I wonder if there are any high speed dremel type tool that will withstand heavy-duty usage? I used a regular type for this particular time. Well... it got awfully hot. Also locking mechanism jammed so I had to take it apart and fix it. Maybe something like dentists use?
My only Dremel is probably over 10 years old and still works like new.
I use several Proxxon rotary tools, and the only one I killed was after a year or two of heavy use. Big side-loads in a router table, doing tasks that call for a real router. I've learned how to prevent even this. When the bearing starts to make funny noises, you have to stop using it and replace it right away before the commutators on the motor get worn out of whack. The Proxxon tools have their thin, slender neck at the cost of a stupidly thin ball bearing at that end. McMaster Carr sells them. They have only one model in this size, which is telling on how extreme a compromise it is.
Quote from: tkamiya on Today at 07:46:13 pm
Wooohooo! Great idea!
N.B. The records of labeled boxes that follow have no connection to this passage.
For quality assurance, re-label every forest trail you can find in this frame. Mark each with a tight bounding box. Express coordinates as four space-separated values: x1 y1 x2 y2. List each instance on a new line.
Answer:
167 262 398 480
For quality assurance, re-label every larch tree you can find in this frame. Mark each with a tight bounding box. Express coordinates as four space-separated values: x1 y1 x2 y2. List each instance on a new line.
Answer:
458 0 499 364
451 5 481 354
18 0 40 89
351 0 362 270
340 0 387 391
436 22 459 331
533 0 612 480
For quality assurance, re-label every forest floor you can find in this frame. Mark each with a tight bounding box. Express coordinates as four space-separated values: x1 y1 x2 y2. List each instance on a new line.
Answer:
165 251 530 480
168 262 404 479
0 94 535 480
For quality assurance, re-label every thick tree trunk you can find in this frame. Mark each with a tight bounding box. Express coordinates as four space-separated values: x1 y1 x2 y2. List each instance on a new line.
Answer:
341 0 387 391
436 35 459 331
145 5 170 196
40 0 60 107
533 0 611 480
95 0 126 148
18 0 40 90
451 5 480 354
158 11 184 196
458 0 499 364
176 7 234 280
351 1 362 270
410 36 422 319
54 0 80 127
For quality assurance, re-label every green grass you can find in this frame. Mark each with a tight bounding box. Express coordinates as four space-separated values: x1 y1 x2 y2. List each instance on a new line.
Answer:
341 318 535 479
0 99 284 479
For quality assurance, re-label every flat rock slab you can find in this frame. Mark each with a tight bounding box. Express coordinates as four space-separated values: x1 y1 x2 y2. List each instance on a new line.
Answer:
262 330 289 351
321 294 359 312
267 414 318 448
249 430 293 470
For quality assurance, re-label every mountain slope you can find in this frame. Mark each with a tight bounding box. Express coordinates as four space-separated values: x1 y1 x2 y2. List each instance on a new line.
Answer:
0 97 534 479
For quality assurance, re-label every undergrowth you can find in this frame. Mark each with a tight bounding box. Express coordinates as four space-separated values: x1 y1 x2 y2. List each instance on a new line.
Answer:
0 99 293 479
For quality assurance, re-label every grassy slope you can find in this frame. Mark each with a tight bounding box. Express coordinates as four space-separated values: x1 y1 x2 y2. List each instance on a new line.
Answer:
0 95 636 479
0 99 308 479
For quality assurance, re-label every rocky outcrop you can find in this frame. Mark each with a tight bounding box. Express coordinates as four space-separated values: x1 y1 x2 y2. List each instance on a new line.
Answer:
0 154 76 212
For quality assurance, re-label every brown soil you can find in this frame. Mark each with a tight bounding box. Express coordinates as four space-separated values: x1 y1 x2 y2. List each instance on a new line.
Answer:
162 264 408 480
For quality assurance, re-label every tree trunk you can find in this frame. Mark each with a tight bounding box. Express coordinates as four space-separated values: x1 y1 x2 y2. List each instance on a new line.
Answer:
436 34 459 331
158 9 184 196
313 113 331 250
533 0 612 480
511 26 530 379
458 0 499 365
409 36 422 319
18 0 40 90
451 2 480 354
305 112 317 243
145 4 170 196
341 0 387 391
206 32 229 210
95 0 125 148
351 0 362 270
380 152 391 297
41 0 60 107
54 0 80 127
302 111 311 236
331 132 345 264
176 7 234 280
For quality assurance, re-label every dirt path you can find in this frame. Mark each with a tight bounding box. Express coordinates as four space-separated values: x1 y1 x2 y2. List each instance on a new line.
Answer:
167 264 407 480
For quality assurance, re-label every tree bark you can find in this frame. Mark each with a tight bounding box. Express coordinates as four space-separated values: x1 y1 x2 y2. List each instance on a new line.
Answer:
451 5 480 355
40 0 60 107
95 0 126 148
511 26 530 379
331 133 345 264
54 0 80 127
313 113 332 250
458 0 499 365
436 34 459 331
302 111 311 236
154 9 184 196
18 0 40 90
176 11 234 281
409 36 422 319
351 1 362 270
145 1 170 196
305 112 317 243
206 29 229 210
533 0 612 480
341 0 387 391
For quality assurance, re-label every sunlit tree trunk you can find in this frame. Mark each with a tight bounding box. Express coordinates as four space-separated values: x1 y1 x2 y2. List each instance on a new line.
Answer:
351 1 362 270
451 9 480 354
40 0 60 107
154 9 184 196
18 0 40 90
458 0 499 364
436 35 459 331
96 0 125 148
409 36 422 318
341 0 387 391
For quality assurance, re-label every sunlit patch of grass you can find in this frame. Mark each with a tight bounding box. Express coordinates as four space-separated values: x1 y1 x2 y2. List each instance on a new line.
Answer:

I already have a smallish compressor. Thanks!
I have a broken refrigerator and the intention of using the compressor to build myself a shop compressor. It'll be any year now. 
Compressed air tools have the advantage of being powerful and refrigerated by the expanding air.
The problem with air grinders is air supply. They're hogs. They have much lower inertia and suck massive air even when up to speed. They get their torque from sucking massive power all the time. You probably need at least 20 gallon tank and a decent compressor to use one, even a pencil grinder. A fridge compressor is high pressure, low output; not at all right to run an air grinder.
I eventually upgraded my router table to take a trim router. And I bought a 1/8" collet for it, so I can still use all my rotary tool bits in it.
*edit: I also occasionally use a trim router like a big dremel tool, using both carbide burrs and stone/hard points. With a carbide burr, it will eat plastic and aluminum, but you need a big hand to hold it.
One curious thing I've found is that even the cheapest trim router you can find out of china runs true as any high money dremel or proxxon tool and will have a nicely balanced motor. Consumers seem to accept runout and buzz in cheap rotary tools, perhaps because they are still useful with a variety of tasks/bits. A router with any much runout would be fairly useless and perhaps even a safety issue. The balancing of the motor, which is the massive majority of the weight of the device, probably simply has to be done, and it seems that once that threshhold is crossed, it is perhaps not much more expensive to do the job, properly.